-Рубрики

 -Всегда под рукой

 -Я - фотограф

 -Поиск по дневнику

Поиск сообщений в Iglar

 -Подписка по e-mail

 

 -Статистика

Статистика LiveInternet.ru: показано количество хитов и посетителей
Создан: 04.12.2012
Записей: 1233
Комментариев: 75
Написано: 1405


Рассказы моего отца. Глазомер.

Пятница, 15 Марта 2013 г. 20:51 + в цитатник

Советские артиллеристы ведут бой. Курская дуга. Лето 1943 г. (700x525, 126Kb)

Зенитчики на боевой позиции. 1943 г. (700x525, 89Kb)

 

Вечер. В одной из красивейших рощ, которых немало на границе Курской и Воронежской областях, в лагере N-ского дивизиона после учебного дня оживлённо и весело. У палаток взвода управления это оживление чувствуется особенно. Разведчики с телефонистами, не смотря на сумерки, продолжают усердно резаться в «козла» на высадку. Их голоса и задорный смех звонко разливался по роще. У штабной палатке на опушке на окраине рощи, снуют посыльные, офицеры и старшины. А у курилки собрались все телеграфисты, за перекуром ведут разговор о сегодняшней глазомерной съёмке. Молодой худенький солдат Шевченко, виновато улыбаясь, пытался оправдаться за то что у него плохой глазомер и не такой зоркий глаз как у других его товарищей.

 – Ничего не получиться у меня «на глазок», когда работаешь, кажется что всё в порядке, а закончить и проверить так самому, тошно становиться…, а вот с приборами я, товарищ старший сержант не подкачаю.

Действительно приборами Шевченко владел в совершенстве, и любые топографические задачи решает в уме. Любит он математику и мечтает, после службы поступить в университет на механико-математический факультет в школе он бывало на контрольных работах по алгебре, геометрии и тригонометрии первым решал самые трудные задачи и под завистные взгляды товарищей первым сдавал работу. Особенно он любил геометрию с применением тригонометрии. В армии он усердно продолжает заниматься математикой и в свободное время самостоятельно изучает аналитическую геометрию. Товарищи к нему относятся внимательно, с уважением и, сейчас переживают за неудачную работу.

– А ведь товарищ старший сержант говорил, что у нас есть хороший инструмент, с ним мы и привязку и другие задачи всегда делали без ошибок, и на фронте вы сами говорили, что с инструментом работали даже под огнём, когда и голову боязно поднять от земли.

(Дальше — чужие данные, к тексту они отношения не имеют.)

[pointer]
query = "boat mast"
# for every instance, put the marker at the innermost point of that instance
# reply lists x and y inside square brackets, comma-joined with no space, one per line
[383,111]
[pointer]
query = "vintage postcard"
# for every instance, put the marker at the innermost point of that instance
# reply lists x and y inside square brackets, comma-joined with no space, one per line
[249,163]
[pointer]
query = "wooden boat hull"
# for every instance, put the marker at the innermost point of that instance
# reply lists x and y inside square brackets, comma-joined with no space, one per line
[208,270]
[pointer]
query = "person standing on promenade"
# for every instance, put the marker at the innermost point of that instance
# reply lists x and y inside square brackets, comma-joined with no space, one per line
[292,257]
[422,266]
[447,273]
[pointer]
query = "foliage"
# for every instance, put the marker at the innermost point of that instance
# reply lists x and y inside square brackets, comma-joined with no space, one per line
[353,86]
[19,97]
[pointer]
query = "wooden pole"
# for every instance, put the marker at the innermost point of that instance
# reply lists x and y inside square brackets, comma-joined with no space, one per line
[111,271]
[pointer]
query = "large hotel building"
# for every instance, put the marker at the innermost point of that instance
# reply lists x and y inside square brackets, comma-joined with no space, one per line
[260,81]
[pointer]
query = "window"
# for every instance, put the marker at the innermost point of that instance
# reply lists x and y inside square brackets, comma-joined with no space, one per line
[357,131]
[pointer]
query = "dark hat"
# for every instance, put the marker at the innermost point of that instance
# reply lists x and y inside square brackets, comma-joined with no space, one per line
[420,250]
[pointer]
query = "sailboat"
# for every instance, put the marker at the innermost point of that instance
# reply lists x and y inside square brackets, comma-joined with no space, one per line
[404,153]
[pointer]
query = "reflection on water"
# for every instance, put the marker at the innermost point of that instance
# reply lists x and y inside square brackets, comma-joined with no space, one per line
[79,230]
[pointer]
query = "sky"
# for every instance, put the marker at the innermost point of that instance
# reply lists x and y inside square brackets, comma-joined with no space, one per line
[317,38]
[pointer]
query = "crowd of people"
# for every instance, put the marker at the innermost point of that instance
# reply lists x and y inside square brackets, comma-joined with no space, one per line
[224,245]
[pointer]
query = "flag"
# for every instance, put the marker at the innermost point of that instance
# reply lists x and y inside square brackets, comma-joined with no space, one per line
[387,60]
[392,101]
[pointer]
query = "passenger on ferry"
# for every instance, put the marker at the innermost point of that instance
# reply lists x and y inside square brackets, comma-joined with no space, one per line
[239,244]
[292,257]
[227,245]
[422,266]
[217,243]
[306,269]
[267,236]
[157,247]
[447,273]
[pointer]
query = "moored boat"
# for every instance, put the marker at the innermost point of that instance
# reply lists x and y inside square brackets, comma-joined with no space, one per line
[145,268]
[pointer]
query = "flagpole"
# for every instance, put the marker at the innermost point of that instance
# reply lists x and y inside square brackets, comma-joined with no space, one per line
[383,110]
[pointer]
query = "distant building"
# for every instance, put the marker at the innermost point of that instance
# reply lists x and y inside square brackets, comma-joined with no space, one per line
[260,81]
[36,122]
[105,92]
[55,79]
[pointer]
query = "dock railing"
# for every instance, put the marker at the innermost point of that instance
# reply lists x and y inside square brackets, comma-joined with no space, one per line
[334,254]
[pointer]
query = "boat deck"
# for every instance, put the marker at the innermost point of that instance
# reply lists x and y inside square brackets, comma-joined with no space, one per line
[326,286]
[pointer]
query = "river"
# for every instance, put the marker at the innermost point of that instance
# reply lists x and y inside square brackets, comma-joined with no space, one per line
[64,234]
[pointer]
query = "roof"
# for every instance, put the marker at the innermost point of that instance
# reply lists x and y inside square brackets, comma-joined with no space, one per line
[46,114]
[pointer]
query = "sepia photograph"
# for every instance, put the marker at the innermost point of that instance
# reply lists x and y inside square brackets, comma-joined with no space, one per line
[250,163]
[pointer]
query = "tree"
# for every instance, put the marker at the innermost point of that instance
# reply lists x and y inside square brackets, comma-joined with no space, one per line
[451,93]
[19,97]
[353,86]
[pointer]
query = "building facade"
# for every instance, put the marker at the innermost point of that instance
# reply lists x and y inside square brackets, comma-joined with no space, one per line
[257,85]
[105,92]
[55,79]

 – Это всё хорошо Шевченко, я с вами спорить не собираюсь. – промолвил комвзвод. А вот глазомер вам всё-таки необходимо развивать, упорно и каждый день. И немного подождав, спокойно продолжил:

 – Глазомер это брат, великое дело. В соё время Суворов, Ушаков, Нахимов большое внимание уделяли глазомеру. А сейчас ему и тем более уделяют ещё большее внимание и тем более у артиллеристов. Я вам давно хотел рассказать один случай. Он замолчал, закурил папироску, облокотился на колено, оглядел нас и, убедившись, что все его слушают начал свой рассказ:

 – Как сейчас помню, наша дивизия после форсирования реки Прут, вышла за речку Жижиа, есть такая речка в Румынии, летом она почти вся пересыхает, так вот за этой рекой остановилась наша дивизия на высотах, недалеко от города Яссы и заняла оборону. Немцы и румыны немного оправившись, попытались нас снова отбросить за Прут. Стояла жаркая погода, в августовском небе не было ни облачка и как говорят фронтовики и лётчики лётная. Немцы бросили на нас авиацию и свою и румынскую свежие танковые  СС-овские части, и даже особые румынские полки, мы день и ночь не смыкали глаз, отбивали атаку за атакой. Наши батареи вели огонь прямой наводкой. Мы с разведчиками и связистами держали оборону вместе с пехотой, а порой один вместе с батарейцами. День и ночь горели немецкие танки, и чёрный дым тяжело висел в воздухе. На десятые сутки противник окончательно выдохся и сам перешёл в оборону. Наступило затишье. Мы отошли на отдых во второй эшелон недалеко от переднего края и занялись боевой подготовкой. Мы топографы, привели в порядок своё хозяйство, получили новые карты, бумагу и приступили к решению различных задач на местности.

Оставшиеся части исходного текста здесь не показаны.